Generell wurden alle Kandidaten aufgefordert, Stellungnahmen zu ihrer politischen Vergangenheit abzugeben. Und wir haben ja schon ein relativ langwieriges Aufnahmeverfahren mit diversen Einzelgesprächen und Protokollen. Die Tatsache, dass es bei Herrn Spangenberg nicht gemacht wurde, liegt schlicht und ergreifend daran, dass er in der ganz frühen Eintrittswelle im Frühjahr 2013 dabei war, als es noch gar keinen Landesverband gab. Seit es ihn gibt und wir diese Aufgaben an die Kreisverbände gegeben haben, ist die Chance, dass solche Fakten untergehen, sehr viel kleiner geworden. Aber wir sind natürlich auf die Ehrlichkeit angewiesen und werden auch nicht damit anfangen, unseren Mitgliedern hinterherzuspionieren. 

Frage: Auch angesichts des Falls Spangenberg, fühlen Sie sich zu Unrecht in die rechte Ecke gestellt?

Frauke Petry:

 Wir finden es gut, wenn die Öffentlichkeit kritisch ist. Aber dann muss man bitteschön bei der Linken auch so genau hinschauen. Denn auch die Linke hat Mitglieder, die die Rote Hilfe finanzieren und unterstützen, die ja nun auch eindeutig als extremistisch einzustufen ist. Wir haben schon den Eindruck, dass hier oft mit zweierlei Maß gemessen wird. 

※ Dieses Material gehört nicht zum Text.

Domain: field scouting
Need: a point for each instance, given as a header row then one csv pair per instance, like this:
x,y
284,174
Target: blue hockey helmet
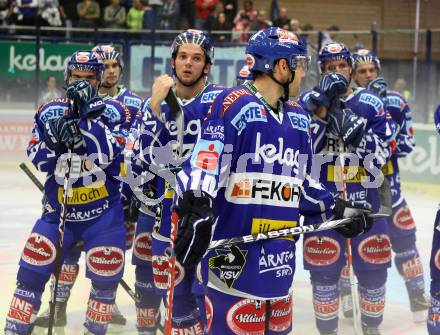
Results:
x,y
85,60
365,56
108,52
193,36
269,45
244,75
334,51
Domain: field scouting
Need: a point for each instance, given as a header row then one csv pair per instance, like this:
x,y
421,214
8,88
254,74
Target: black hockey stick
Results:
x,y
287,232
136,296
59,247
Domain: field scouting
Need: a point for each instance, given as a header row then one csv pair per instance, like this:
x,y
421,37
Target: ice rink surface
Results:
x,y
20,207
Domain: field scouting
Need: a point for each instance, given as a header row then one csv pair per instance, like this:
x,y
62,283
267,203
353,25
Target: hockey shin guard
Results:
x,y
100,307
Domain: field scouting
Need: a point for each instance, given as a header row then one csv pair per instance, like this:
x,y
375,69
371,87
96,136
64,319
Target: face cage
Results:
x,y
302,62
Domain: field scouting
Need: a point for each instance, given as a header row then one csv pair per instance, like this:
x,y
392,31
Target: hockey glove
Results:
x,y
361,222
348,126
85,99
378,86
330,87
60,132
196,219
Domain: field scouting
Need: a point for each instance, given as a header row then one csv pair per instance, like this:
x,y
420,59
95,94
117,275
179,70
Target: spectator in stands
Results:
x,y
51,92
283,20
204,11
50,13
169,15
261,21
248,9
219,24
69,13
23,12
114,15
135,15
240,32
230,10
89,14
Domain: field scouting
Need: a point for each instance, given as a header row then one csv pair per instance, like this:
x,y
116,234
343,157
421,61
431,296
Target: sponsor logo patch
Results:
x,y
38,250
161,268
105,261
321,250
403,219
375,249
206,156
83,195
143,246
252,112
20,310
298,121
280,315
245,318
263,189
229,262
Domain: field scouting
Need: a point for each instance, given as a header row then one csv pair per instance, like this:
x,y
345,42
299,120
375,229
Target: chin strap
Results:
x,y
285,85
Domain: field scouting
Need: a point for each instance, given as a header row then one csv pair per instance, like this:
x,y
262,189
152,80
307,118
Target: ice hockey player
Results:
x,y
434,309
243,76
352,124
192,56
250,172
402,229
94,211
109,89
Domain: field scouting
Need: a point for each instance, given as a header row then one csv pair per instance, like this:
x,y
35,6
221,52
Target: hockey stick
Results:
x,y
61,228
287,232
177,112
136,296
354,296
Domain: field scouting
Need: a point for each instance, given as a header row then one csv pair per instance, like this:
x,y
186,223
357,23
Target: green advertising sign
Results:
x,y
423,164
18,58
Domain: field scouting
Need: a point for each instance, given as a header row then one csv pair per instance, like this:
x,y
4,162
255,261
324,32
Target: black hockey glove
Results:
x,y
196,219
60,132
330,87
85,99
348,126
378,86
358,212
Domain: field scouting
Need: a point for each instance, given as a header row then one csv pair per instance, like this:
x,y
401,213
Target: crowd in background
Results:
x,y
222,18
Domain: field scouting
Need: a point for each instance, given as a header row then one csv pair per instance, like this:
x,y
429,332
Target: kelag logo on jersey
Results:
x,y
371,100
209,97
299,121
230,263
252,112
52,112
132,101
263,189
111,113
206,156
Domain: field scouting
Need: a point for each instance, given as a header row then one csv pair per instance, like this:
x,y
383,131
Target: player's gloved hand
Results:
x,y
330,87
378,86
85,99
61,132
437,119
196,217
348,126
358,212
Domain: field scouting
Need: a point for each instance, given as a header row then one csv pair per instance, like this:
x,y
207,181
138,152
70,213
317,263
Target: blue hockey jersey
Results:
x,y
95,165
256,164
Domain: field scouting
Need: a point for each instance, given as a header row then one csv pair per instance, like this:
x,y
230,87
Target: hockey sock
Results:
x,y
100,307
434,310
372,296
147,310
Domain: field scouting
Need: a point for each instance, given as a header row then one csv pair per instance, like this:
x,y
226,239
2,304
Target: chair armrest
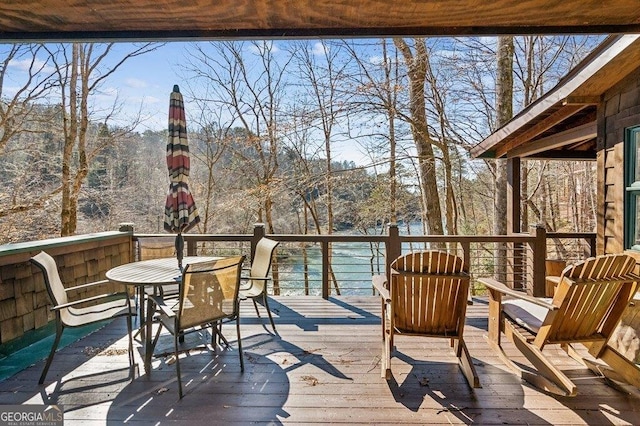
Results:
x,y
87,285
162,306
501,288
553,279
89,299
256,278
378,283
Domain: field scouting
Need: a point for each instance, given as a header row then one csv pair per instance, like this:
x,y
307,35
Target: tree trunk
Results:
x,y
504,112
417,68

Frage: Und wie haben sie die politische Auseinandersetzung im Wahlkampf erlebt?

Frauke Petry:

 Ich habe festgestellt, dass das, wofür wir 1989 auf die Straße gegangen sind, die Meinungsfreiheit und Meinungsvielfalt, bei den jungen Leuten heute schon fast wieder in Vergessenheit geraten sind. Vor allem links motivierte Gruppen wollen uns den Mund verbieten. Sie zerstören unsere Plakate und sagen, dass wir kein Recht haben, für unsere Positionen öffentlich zu werben und begründen dies auch mit der Demokratie. Für mich ist diese Intoleranz der erste Schritt zu Diktatur. Ich weiß noch, wie es war, nicht sagen zu dürfen, was man denkt, denn ich bin noch bis zum ersten Halbjahr der achten Klasse in der DDR zur Schule gegangen. 

Zur Person:

Frauke Petry wurde 1975 in Dresden geboren. Zum Studium ging die promovierte Chemikerin nach Göttingen und ins britische Reading. 2007 gründete sie in Leipzig eine Firma zur Herstellung eines neuartigen Reifendichtmittels, die im vergangenen Jahr Insolvenz anmelden musste, inzwischen aber von Investoren fortgeführt wird. Bei der Gründung der AfD im Februar 2013 wurde sie zunächst stellvertretende Sprecherin, wenig später eine von drei Sprechern im Bundesvorstand. In Sachsen führt sie die Partei und die Fraktion. Petry ist verheiratet und hat vier Kinder.